Les docteurs Tiphaine Bazin et Eva Boulle y exercent depuis plusieurs années. Formées par leurs prédécesseurs, elles pratiquent elles-mêmes les interventions. Les patients, avant de les rencontrer pour un premier entretien, sont reçus par Brigitte Legrais-Lechat, conseillère conjugale et familiale. L’entretien vise à cerner les raisons pour lesquelles la vasectomie, méthode de contraception définitive, est envisagée, à en verbaliser les motifs.
Les médecins peuvent ensuite expliquer concrètement l’intervention et ses suites. Après ce premier rendez-vous, un délai incompressible de quatre mois est requis, le temps de mûrir la décision.
Lors de sa consultation filmée par Jean-François Marquet, la docteure Eva Boulle indique à Nicolas qu’elle pratiquera une incision sur le côté de chaque testicule pour prendre une portion du canal déférent. Cette action mécanique bloque le transport des spermatozoïdes.
Elle prend soin d’insister : "On ne touche pas aux testicules, l’acte n’a pas d’incidence sur les caractères sexuels secondaires comme la libido". C’est sans doute ce point, mélange de crainte d’atteinte à la virilité et de peur de perdre le désir sexuel qui constitue le frein le plus important à la banalisation de la vasectomie. Un a priori véhiculé tant par les hommes que par les femmes.
"Il y a des femmes qui me disent non, ce n’est pas possible, mon homme garde ses spermatozoïdes" sourit la docteure Tiphaine Bazin. "Il y a des femmes pour qui c’est un tout, qui n’arrivent pas à dissocier la sexualité, la relation homme-femme, la fertilité. Pourtant, dans les pays anglo-saxons, les hommes savent être des hommes tout en étant vasectomisés !"

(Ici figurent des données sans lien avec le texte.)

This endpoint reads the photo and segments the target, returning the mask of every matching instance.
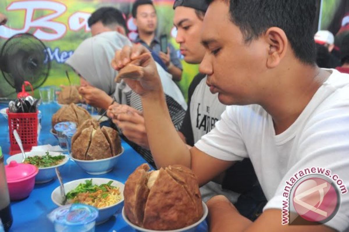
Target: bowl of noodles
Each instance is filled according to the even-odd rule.
[[[120,213],[124,206],[125,185],[117,181],[106,178],[86,178],[64,184],[67,201],[65,205],[81,203],[92,206],[98,210],[97,224],[108,221],[113,214]],[[53,202],[63,205],[59,186],[51,194]]]

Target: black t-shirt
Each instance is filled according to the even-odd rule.
[[[191,146],[194,145],[194,134],[192,128],[192,122],[190,117],[190,101],[193,94],[199,83],[201,80],[205,78],[206,75],[202,73],[197,74],[193,79],[188,90],[188,109],[184,116],[184,118],[182,123],[182,126],[179,131],[184,135],[187,144]]]
[[[216,97],[213,95],[210,95],[210,96],[211,96],[210,97],[208,97],[208,96],[203,95],[208,94],[208,91],[207,90],[203,90],[202,88],[203,87],[202,85],[199,85],[199,84],[200,85],[206,85],[206,83],[201,83],[201,81],[206,77],[206,75],[205,74],[199,73],[194,77],[189,86],[188,93],[188,109],[184,116],[181,127],[179,130],[179,131],[183,134],[185,137],[187,144],[191,146],[194,146],[196,142],[195,141],[194,138],[193,130],[195,129],[198,130],[199,129],[197,128],[193,128],[192,126],[192,122],[193,121],[192,120],[191,118],[194,117],[196,118],[197,115],[191,114],[191,112],[196,112],[196,110],[194,111],[191,110],[191,105],[192,104],[191,103],[198,102],[200,102],[200,104],[203,106],[209,105],[210,104],[215,105],[221,104],[217,101],[217,99],[215,100],[215,101],[216,101],[216,103],[214,103],[214,102],[210,102],[209,103],[208,102],[211,101],[214,97]],[[206,87],[205,85],[205,87]],[[198,89],[198,90],[199,92],[195,92],[195,97],[200,98],[200,99],[192,99],[193,95],[196,88]],[[206,89],[206,88],[205,89]],[[209,91],[208,94],[211,94]],[[205,97],[208,97],[205,98]],[[208,102],[203,102],[205,101],[208,101]],[[218,107],[215,109],[216,110],[220,112],[216,112],[215,113],[218,113],[218,115],[220,115],[224,110],[223,109],[222,107]],[[203,112],[201,112],[201,113]],[[198,111],[198,113],[199,113]],[[211,114],[210,116],[212,118],[214,117],[214,114]],[[217,120],[220,119],[220,117],[216,115],[216,117],[219,118],[217,119]],[[209,131],[206,131],[206,132],[208,133]],[[226,171],[225,175],[222,183],[222,187],[236,192],[243,193],[249,191],[258,183],[257,176],[251,160],[249,159],[245,159],[241,162],[237,162]]]

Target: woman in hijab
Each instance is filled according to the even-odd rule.
[[[120,83],[114,82],[118,72],[111,65],[115,51],[131,45],[128,39],[117,32],[103,32],[84,40],[66,61],[80,77],[79,92],[89,104],[104,110],[111,105],[124,104],[139,112],[143,111],[139,96],[123,80]],[[179,129],[187,109],[186,103],[171,75],[159,65],[157,64],[157,67],[172,122]],[[127,142],[155,167],[148,150]]]

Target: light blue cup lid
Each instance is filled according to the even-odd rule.
[[[76,132],[76,128],[75,128],[68,130],[65,130],[63,131],[63,134],[66,135],[67,137],[70,138],[72,137]]]
[[[76,129],[76,123],[74,122],[62,122],[54,125],[54,129],[57,132],[68,131]]]
[[[92,222],[98,216],[97,208],[83,204],[73,204],[56,209],[49,217],[55,223],[77,226]]]

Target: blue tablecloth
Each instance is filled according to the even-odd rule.
[[[0,104],[0,109],[6,105]],[[53,103],[40,106],[42,112],[42,129],[39,144],[58,145],[56,139],[50,133],[51,129],[51,118],[52,114],[59,106]],[[0,118],[0,146],[1,147],[5,160],[9,157],[9,144],[7,121],[4,118]],[[102,175],[92,175],[87,174],[72,160],[70,160],[60,170],[63,179],[66,183],[82,178],[98,177],[115,179],[125,183],[128,176],[137,167],[146,162],[132,147],[124,142],[122,145],[125,152],[120,157],[118,163],[111,172]],[[6,161],[5,161],[6,162]],[[57,208],[51,200],[51,193],[59,185],[57,179],[45,184],[36,184],[34,190],[27,198],[21,201],[12,201],[11,210],[13,217],[13,224],[10,230],[12,232],[53,231],[53,224],[47,215]],[[206,223],[201,223],[196,231],[207,231]],[[126,232],[134,231],[127,225],[121,214],[113,216],[106,222],[97,225],[96,231]]]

De fait, aux États-Unis, la vasectomie est le moyen de contraception d’un couple sur six. En France, 1% des hommes seulement y ont eu recours. Mais la société change : au Centre Simone-Veil de Nantes, la liste d’attente est aujourd’hui de 60 patients. Des confrères vont venir prêter main-forte aux docteures Boulle et Bazin.
Quant à Nicolas, que le documentaire suit de rendez-vous en rendez-vous jusqu’au jour J, comment s’est passée sa vasectomie ? Pas question de dévoiler quoi que ce soit ici, sachez simplement qu’à la fin du film, vous partagerez avec lui en temps réel ce moment crucial ! Et que l’histoire se termine bien puisqu’il a repris sans problème le foot qu’il pratique, tout comme le vélo.

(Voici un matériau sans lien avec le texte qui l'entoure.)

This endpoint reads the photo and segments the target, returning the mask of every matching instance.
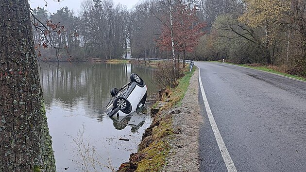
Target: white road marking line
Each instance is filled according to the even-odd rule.
[[[232,158],[231,158],[231,156],[227,151],[227,148],[226,148],[226,146],[225,146],[225,144],[224,144],[223,139],[222,138],[222,137],[220,134],[220,132],[219,131],[219,129],[218,128],[218,126],[217,126],[217,124],[216,123],[216,121],[214,119],[214,116],[211,112],[211,110],[210,110],[209,104],[208,104],[208,101],[207,101],[207,98],[206,97],[206,94],[205,94],[204,88],[203,87],[202,81],[201,79],[201,71],[200,70],[200,67],[198,67],[198,68],[199,69],[199,82],[200,82],[201,91],[202,93],[203,101],[204,102],[204,104],[205,104],[205,108],[207,113],[207,116],[208,116],[208,119],[209,119],[210,125],[211,125],[211,128],[212,128],[214,134],[215,135],[215,137],[216,138],[216,140],[217,140],[217,142],[218,146],[219,147],[219,149],[221,152],[222,157],[223,157],[223,160],[225,163],[225,165],[226,166],[226,168],[227,168],[227,171],[228,172],[237,172],[237,170],[232,160]]]

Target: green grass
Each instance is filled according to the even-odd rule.
[[[288,73],[281,72],[280,72],[279,71],[275,70],[273,69],[272,69],[268,68],[268,67],[267,67],[266,66],[262,66],[262,67],[255,67],[250,66],[248,66],[248,65],[244,65],[244,64],[243,64],[243,65],[236,65],[236,64],[234,64],[229,63],[227,63],[231,64],[233,64],[233,65],[239,66],[242,66],[242,67],[245,67],[245,68],[251,68],[251,69],[254,69],[259,70],[265,71],[270,72],[270,73],[275,73],[275,74],[278,74],[278,75],[287,76],[287,77],[289,77],[289,78],[296,79],[298,79],[298,80],[299,80],[306,81],[306,78],[303,78],[303,77],[299,77],[299,76],[296,76],[296,75],[290,75],[290,74],[288,74]]]
[[[188,69],[189,67],[187,68]],[[195,69],[193,68],[191,72],[185,72],[185,76],[179,81],[178,86],[172,90],[172,93],[170,95],[169,102],[163,109],[181,105],[182,100],[187,91],[190,78]],[[152,137],[153,141],[148,147],[140,152],[140,154],[145,154],[146,155],[138,163],[136,172],[158,172],[165,165],[170,149],[170,146],[167,141],[167,136],[171,137],[173,134],[172,120],[171,114],[159,113],[155,117],[154,121],[159,121],[159,125],[153,128]]]

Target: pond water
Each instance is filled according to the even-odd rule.
[[[41,65],[40,70],[57,171],[118,169],[137,152],[152,120],[145,109],[126,118],[108,117],[105,110],[110,90],[120,88],[135,72],[144,80],[150,96],[157,92],[154,70],[130,64],[74,62],[59,66]]]

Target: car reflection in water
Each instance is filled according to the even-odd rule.
[[[114,116],[111,118],[114,126],[118,130],[124,129],[127,126],[131,127],[131,132],[136,133],[143,125],[147,115],[147,108],[144,106],[130,115],[125,116]]]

Avec humour, sans négliger le caractère informatif de son travail, Jean-François Marquet nous montre enfin, à travers le parcours de ces hommes d’aujourd’hui, que la vasectomie, qu’elle obéisse à des motivations militantes, ou simplement à une prise de conscience, est aussi… un acte d’amour.
"Vasectomie, ça va faire mâle" un documentaire de Jean-François Marquet (52 minutes), une coproduction France 3 Pays de la Loire – Les Nouveaux Jours.
À voir jeudi 21 septembre à 22h45 etvendredi 22 septembre à 9h10 sur France 3 Pays de la Loire.